| As someone patiently explained to me 2 yrs ago... For the ATARI, the "real world" is the present frame, and a fixed set of 4 buttons and 4 directions. This of course is the game pre-programmed into the ALE ROM. You can take any action, and get the next frame. but you cant "undo" an action, and you cant restart a game from a fixed state (see the Go-Explore controversy). And you cant explore 4 different actions in an interesting frame. So now, if you learn a network which predicts the next frame, you can enter the world of model-based learning, where we do a simulated move tree roll-out (i.e. not calling the ATARI), try a gazillions moves, and only then select an action and get the next sample. In a formally defined synthetic domain such as chess or logic programming, it is not clear whether this is helpful. We are simply trading one cpu time (calling the environment) for other cpu time (running our own learned im-precise model of the environment) Of course DM has a chess function which does codes the rules of the next move. It can return a LOSS if you try an illegal move. But this function is NOT called for the tree roll out. |
I appreciate that someone explaiend this to you at some point but I'm going with what I've read in some of the published papers and the ones I've read really leave a lot to the imagination.

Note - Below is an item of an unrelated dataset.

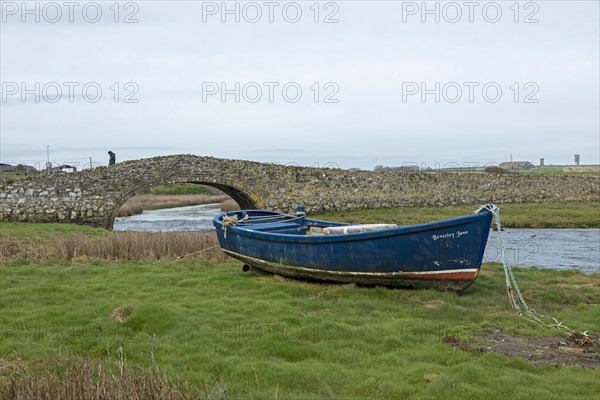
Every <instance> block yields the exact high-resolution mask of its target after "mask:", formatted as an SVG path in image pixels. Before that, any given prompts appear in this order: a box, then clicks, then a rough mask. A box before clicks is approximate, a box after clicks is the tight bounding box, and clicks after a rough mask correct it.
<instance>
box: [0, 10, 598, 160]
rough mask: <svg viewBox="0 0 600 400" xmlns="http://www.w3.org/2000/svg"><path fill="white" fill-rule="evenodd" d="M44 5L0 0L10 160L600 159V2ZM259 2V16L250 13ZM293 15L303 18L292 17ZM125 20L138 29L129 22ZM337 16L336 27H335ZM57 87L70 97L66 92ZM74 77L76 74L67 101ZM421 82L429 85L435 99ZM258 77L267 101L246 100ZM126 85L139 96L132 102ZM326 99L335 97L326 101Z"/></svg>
mask: <svg viewBox="0 0 600 400" xmlns="http://www.w3.org/2000/svg"><path fill="white" fill-rule="evenodd" d="M36 3H37V4H38V8H39V13H40V15H39V17H40V22H39V23H36V22H35V21H34V18H35V15H34V14H25V15H23V10H22V9H21V2H20V1H19V2H6V1H2V2H1V4H2V23H1V30H0V34H1V38H0V46H1V49H0V56H1V60H0V78H1V81H2V83H3V88H2V89H3V93H2V103H1V104H0V106H1V120H0V129H1V140H0V144H1V149H0V158H1V160H2V162H28V163H30V164H34V163H36V162H38V163H40V164H43V163H44V162H45V160H46V145H50V158H51V160H52V161H54V162H60V163H62V162H78V163H80V165H83V164H84V163H85V162H88V161H87V159H89V157H92V158H93V160H94V161H97V162H100V163H102V164H106V163H107V161H108V155H107V154H106V153H107V151H108V150H113V151H114V152H115V153H117V160H118V161H123V160H125V159H137V158H144V157H152V156H156V155H166V154H174V153H192V154H199V155H210V156H216V157H227V158H242V159H250V160H256V161H269V162H279V163H297V164H300V165H314V164H315V163H318V164H319V165H324V164H326V163H330V162H333V163H336V164H337V165H339V166H341V167H348V168H349V167H362V168H366V169H371V168H372V167H373V166H375V165H377V164H385V165H401V164H402V163H408V162H413V163H419V164H423V163H424V164H426V165H427V166H432V167H435V165H436V163H439V164H441V165H444V164H445V163H449V162H455V163H459V164H462V163H469V162H470V163H480V164H485V163H493V162H502V161H505V160H506V158H507V157H508V156H509V155H510V154H512V155H513V158H514V159H518V160H530V161H533V162H535V163H537V162H538V161H539V158H540V157H544V158H545V160H546V163H552V164H565V163H572V162H573V154H576V153H577V154H581V159H582V162H583V163H599V162H600V160H599V157H600V155H599V154H600V126H599V123H600V117H599V109H600V104H599V87H600V83H599V48H600V44H599V36H600V33H599V22H598V21H599V3H598V2H597V1H580V2H567V1H564V2H563V1H536V2H520V3H519V4H518V7H516V8H518V11H519V12H518V15H517V14H516V8H515V7H514V1H509V2H495V3H493V2H485V1H480V2H476V5H475V6H473V7H474V8H473V9H470V8H469V7H468V6H466V5H465V4H466V3H465V2H462V1H459V2H454V3H452V2H428V3H427V7H428V8H429V9H430V10H434V9H435V8H436V7H437V9H439V10H440V15H439V18H440V21H439V22H438V23H436V22H435V20H434V19H435V15H434V14H423V13H422V11H423V10H422V9H421V4H422V2H421V1H419V2H401V1H397V2H393V1H387V2H376V1H354V2H345V1H337V2H320V3H319V4H318V7H315V6H314V3H315V2H314V1H308V2H295V3H293V2H285V1H280V2H276V3H271V4H274V5H273V7H274V8H272V9H271V10H272V11H273V14H272V15H273V22H272V23H271V22H269V15H268V12H269V6H268V5H266V4H267V3H265V2H262V1H259V2H255V3H251V2H250V3H251V5H248V3H249V2H228V3H227V4H228V7H230V9H234V8H235V7H236V4H238V5H237V7H238V9H239V17H240V22H239V23H236V22H235V21H234V18H235V15H234V14H228V15H224V16H223V15H221V6H222V2H221V1H219V2H193V1H187V2H159V1H152V2H147V1H137V2H129V3H127V2H121V3H120V4H119V15H118V20H119V22H118V23H115V22H114V18H115V13H114V8H111V7H114V6H113V4H114V1H109V2H96V3H94V5H93V6H89V5H88V6H87V8H86V10H87V11H88V14H87V18H88V19H90V20H91V19H93V18H94V16H95V14H94V11H95V9H96V5H95V4H97V5H99V8H100V9H101V11H102V16H101V17H99V18H98V22H96V23H91V22H87V21H86V20H85V18H84V15H83V14H82V9H83V8H84V6H86V4H90V2H79V3H77V4H78V7H76V8H75V9H74V14H73V18H74V22H73V23H70V22H69V16H68V11H69V10H68V8H67V7H66V6H64V4H63V2H56V3H54V4H57V5H58V8H59V9H60V10H61V12H62V18H61V19H60V20H59V22H57V23H50V22H48V21H47V20H52V19H53V18H55V15H56V13H55V11H56V10H55V8H56V7H54V6H53V5H51V6H49V5H48V3H45V2H29V3H27V4H28V5H29V7H30V9H34V10H35V7H36ZM15 7H16V9H15ZM44 7H45V8H44ZM53 7H54V8H53ZM216 8H218V9H219V10H216ZM284 8H285V10H286V11H287V14H286V15H284V14H283V9H284ZM316 8H318V9H319V15H318V20H319V22H317V23H315V22H314V19H315V17H317V16H316V14H315V9H316ZM257 9H260V10H261V12H262V17H261V18H260V19H259V20H258V21H257V22H255V23H251V22H249V21H247V20H252V19H256V10H257ZM297 9H300V10H301V12H302V15H301V17H298V18H297V19H299V20H298V22H296V23H291V22H289V21H286V18H288V20H290V21H291V20H293V19H294V18H296V14H295V11H296V10H297ZM484 9H485V10H486V11H485V13H484ZM457 10H460V12H461V13H462V15H461V17H460V18H459V19H458V21H457V22H455V23H452V22H451V20H455V19H457V18H458V17H457V14H456V11H457ZM497 10H500V11H501V13H502V14H501V16H499V17H496V11H497ZM203 11H204V13H203ZM215 11H216V14H213V13H214V12H215ZM469 11H472V18H473V22H469ZM127 15H131V18H132V19H137V20H138V22H137V23H123V19H124V18H125V17H126V16H127ZM327 16H329V19H337V20H338V22H337V23H324V22H323V20H324V19H325V18H326V17H327ZM222 17H225V18H226V19H227V20H226V22H225V23H223V22H222V21H221V18H222ZM22 18H25V19H26V21H25V22H22ZM422 18H425V19H426V20H425V22H422ZM203 19H204V20H206V22H203ZM495 19H497V20H498V21H497V22H495V23H492V22H491V21H493V20H495ZM515 19H517V20H518V22H515ZM525 19H527V20H529V22H532V23H525V22H524V20H525ZM536 19H537V20H538V22H533V20H536ZM403 20H404V21H403ZM23 82H25V84H26V87H27V88H28V89H30V90H31V89H33V91H34V92H35V91H36V89H35V84H36V82H39V84H40V89H39V94H40V101H39V103H38V102H36V100H35V98H34V97H35V96H34V94H29V95H27V96H26V98H25V100H26V101H25V102H23V101H22V99H21V94H22V93H21V87H20V85H21V83H23ZM51 82H56V83H57V84H58V85H59V87H60V90H61V93H62V97H61V99H60V100H58V101H57V102H55V103H52V102H50V101H48V100H53V99H54V97H55V96H54V93H55V91H53V90H54V89H53V87H52V85H49V83H51ZM64 82H75V83H76V84H79V86H73V87H74V91H75V95H74V97H73V102H70V101H69V96H68V87H67V86H64V85H63V83H64ZM115 82H117V83H118V85H117V86H118V87H119V94H118V97H117V102H116V103H115V101H114V100H115V95H116V86H113V85H114V83H115ZM128 82H130V83H132V84H131V85H129V86H127V87H126V86H125V85H126V84H127V83H128ZM223 82H224V83H225V85H226V87H227V88H228V89H234V88H235V84H236V82H239V85H240V90H239V97H240V101H239V103H236V102H235V94H233V93H232V94H228V95H226V97H225V101H224V102H223V101H222V99H221V97H220V93H217V94H214V95H211V94H210V93H209V92H208V91H209V90H214V89H215V87H217V88H218V87H219V85H220V84H221V83H223ZM253 82H255V83H256V84H254V83H253ZM264 82H271V83H270V84H269V85H271V86H268V85H265V84H264ZM315 82H317V85H316V86H314V83H315ZM436 82H439V90H437V94H438V95H439V97H440V98H439V103H438V102H436V101H435V100H436V99H435V97H436V93H434V92H436V90H435V88H436ZM465 82H468V84H467V85H465ZM515 82H516V83H517V85H516V86H515ZM86 83H88V84H89V83H93V85H94V86H95V87H100V89H101V90H102V97H101V99H100V100H99V101H98V102H95V103H93V102H89V101H88V100H93V96H94V93H92V94H91V95H90V94H89V93H88V97H85V96H84V95H82V87H83V86H84V85H85V84H86ZM213 83H216V84H217V85H216V86H214V85H213ZM328 83H329V85H328V86H326V84H328ZM421 83H425V86H426V89H429V90H432V93H430V94H428V95H426V97H425V98H424V100H425V101H424V102H423V99H422V98H421ZM15 84H16V85H17V86H18V91H17V92H16V93H13V92H14V91H15V86H14V85H15ZM286 84H288V86H287V89H288V92H287V95H288V98H287V99H286V98H285V95H284V93H282V88H283V87H284V85H286ZM72 85H75V84H72ZM244 85H246V91H244ZM486 85H487V86H486ZM44 86H46V88H47V90H48V91H47V92H46V93H45V94H44V93H43V88H44ZM256 86H258V87H260V89H261V91H262V97H261V98H260V100H258V101H256V102H255V103H253V102H251V101H254V100H255V99H256V95H257V92H256ZM270 87H271V88H273V99H272V100H273V101H272V102H270V101H269V88H270ZM298 87H299V88H300V89H301V90H302V94H301V96H299V97H298V96H296V95H295V93H296V92H295V89H296V88H298ZM457 87H458V89H460V90H461V92H462V96H461V97H460V98H459V99H457V95H458V92H457ZM483 87H486V88H487V89H486V90H487V96H488V97H487V98H486V97H485V95H484V94H483V93H482V88H483ZM111 88H112V89H111ZM317 88H318V93H319V99H318V102H316V103H315V101H314V100H315V99H314V96H315V93H316V91H317ZM470 88H472V90H473V92H472V94H473V98H472V102H471V101H470V99H469V90H470ZM497 88H500V90H501V91H502V94H501V95H500V96H498V95H497V94H496V90H497ZM517 88H518V89H517ZM92 89H93V88H92ZM138 89H139V90H138ZM415 89H417V90H418V92H417V93H415V94H412V95H411V94H410V93H414V90H415ZM136 90H137V92H136ZM219 90H220V88H219ZM410 90H412V91H413V92H410ZM517 90H518V94H519V98H518V99H515V95H516V92H517ZM203 91H204V96H203ZM234 91H235V90H234ZM127 95H131V99H130V100H138V102H137V103H126V102H124V100H125V97H126V96H127ZM326 95H330V98H329V100H337V102H332V103H328V102H324V97H325V96H326ZM294 96H295V97H294ZM528 96H529V97H528ZM203 97H204V98H203ZM403 97H404V99H403ZM296 99H297V100H298V101H297V102H292V101H291V100H294V101H295V100H296ZM496 100H497V101H496ZM515 100H518V101H517V102H515ZM536 100H537V102H531V101H536ZM452 101H455V102H452ZM493 101H496V102H493Z"/></svg>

That is no way to present and support such big claims as "no rules", "no hands", especially when this is the central claim in a paper. Why fudge this so much when it's such an important aspect of the whole contribution? [1] You (general you) make a claim? Support the claim.

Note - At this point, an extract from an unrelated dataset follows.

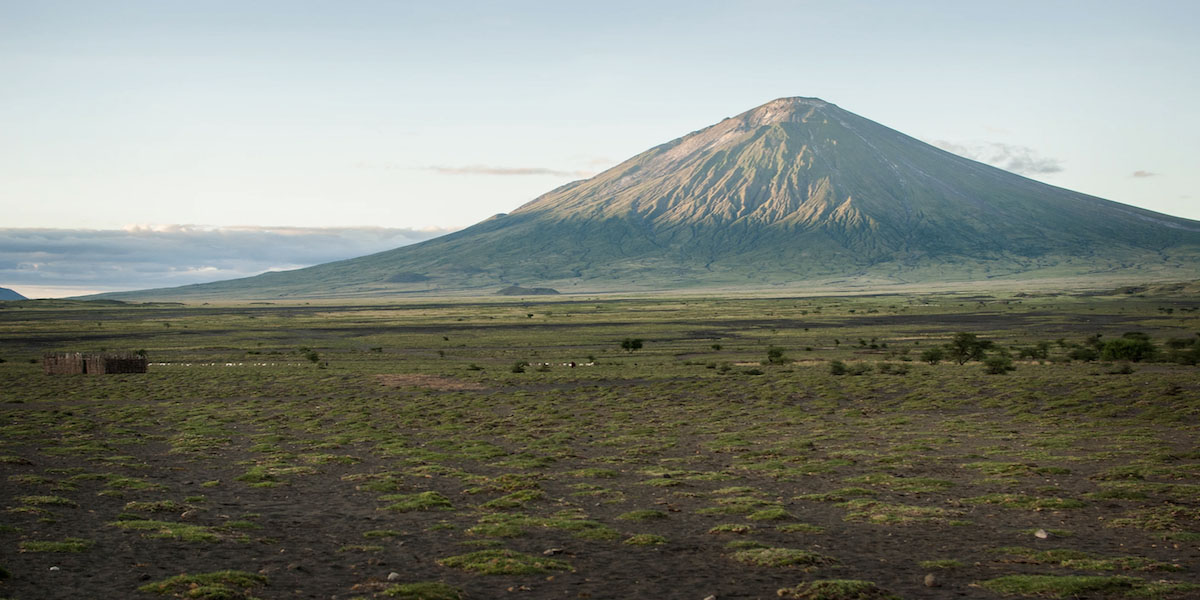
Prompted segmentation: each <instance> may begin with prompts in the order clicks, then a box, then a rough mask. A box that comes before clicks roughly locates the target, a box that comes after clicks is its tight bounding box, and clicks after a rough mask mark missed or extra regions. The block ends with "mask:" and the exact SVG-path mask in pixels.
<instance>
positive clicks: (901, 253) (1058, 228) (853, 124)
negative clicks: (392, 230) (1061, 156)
mask: <svg viewBox="0 0 1200 600" xmlns="http://www.w3.org/2000/svg"><path fill="white" fill-rule="evenodd" d="M1198 275H1200V222H1196V221H1190V220H1186V218H1178V217H1172V216H1168V215H1162V214H1157V212H1152V211H1148V210H1142V209H1138V208H1134V206H1128V205H1124V204H1118V203H1115V202H1109V200H1104V199H1100V198H1096V197H1091V196H1086V194H1082V193H1078V192H1072V191H1068V190H1062V188H1058V187H1054V186H1049V185H1045V184H1040V182H1038V181H1033V180H1030V179H1026V178H1022V176H1019V175H1014V174H1012V173H1008V172H1004V170H1001V169H997V168H994V167H989V166H986V164H983V163H979V162H974V161H971V160H967V158H962V157H960V156H955V155H953V154H949V152H946V151H943V150H940V149H937V148H934V146H931V145H929V144H925V143H923V142H920V140H917V139H914V138H911V137H908V136H905V134H902V133H900V132H896V131H894V130H890V128H888V127H884V126H882V125H880V124H876V122H874V121H870V120H868V119H864V118H862V116H858V115H856V114H852V113H848V112H846V110H842V109H841V108H839V107H836V106H834V104H830V103H828V102H824V101H821V100H816V98H799V97H796V98H780V100H775V101H773V102H769V103H767V104H763V106H761V107H758V108H755V109H752V110H749V112H746V113H743V114H740V115H738V116H734V118H730V119H725V120H722V121H721V122H719V124H716V125H713V126H710V127H707V128H703V130H700V131H696V132H694V133H690V134H688V136H684V137H682V138H678V139H676V140H672V142H668V143H666V144H662V145H659V146H655V148H653V149H650V150H647V151H646V152H642V154H640V155H637V156H635V157H632V158H630V160H628V161H625V162H623V163H620V164H618V166H616V167H613V168H611V169H608V170H606V172H604V173H601V174H599V175H596V176H594V178H592V179H588V180H583V181H575V182H571V184H568V185H565V186H562V187H559V188H557V190H553V191H551V192H548V193H546V194H544V196H541V197H539V198H536V199H534V200H533V202H530V203H528V204H526V205H523V206H521V208H518V209H516V210H515V211H512V212H511V214H508V215H497V216H493V217H491V218H488V220H486V221H484V222H480V223H478V224H475V226H473V227H469V228H467V229H463V230H461V232H456V233H452V234H449V235H444V236H442V238H437V239H433V240H428V241H425V242H421V244H418V245H413V246H406V247H401V248H396V250H391V251H386V252H380V253H377V254H372V256H367V257H361V258H354V259H349V260H342V262H336V263H329V264H323V265H317V266H311V268H307V269H300V270H295V271H286V272H270V274H264V275H259V276H257V277H250V278H245V280H235V281H227V282H217V283H208V284H200V286H187V287H182V288H173V289H161V290H149V292H137V293H126V294H114V295H113V296H118V298H138V299H148V298H193V299H200V298H323V296H324V298H336V296H373V295H388V294H413V293H434V294H455V293H492V292H493V290H494V289H497V288H498V287H504V286H508V283H506V282H512V281H521V282H523V283H524V284H528V286H532V287H533V286H536V287H547V288H553V289H557V290H559V292H563V293H581V292H588V293H592V292H646V290H660V289H706V288H707V289H742V290H745V289H797V288H803V287H812V286H823V287H830V286H833V287H838V286H841V287H862V286H881V284H912V283H928V282H940V283H954V282H976V281H1026V280H1032V278H1042V280H1057V281H1062V280H1068V278H1074V280H1080V278H1081V280H1091V281H1138V282H1145V281H1156V280H1157V281H1163V280H1186V278H1195V277H1196V276H1198Z"/></svg>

I didn't get what you mean about logic programming? Where does that come in?
________________
[1] Oh, I know why. It's the whole silly game with machine learning publications where they never tell you everything and you have to figure it out yourself. Well I like to play the other game, where I call bullshit unless it's explained clearly. In the paper. Not on Twitter and not by kind colleagues.
Silly games don't advance the science though.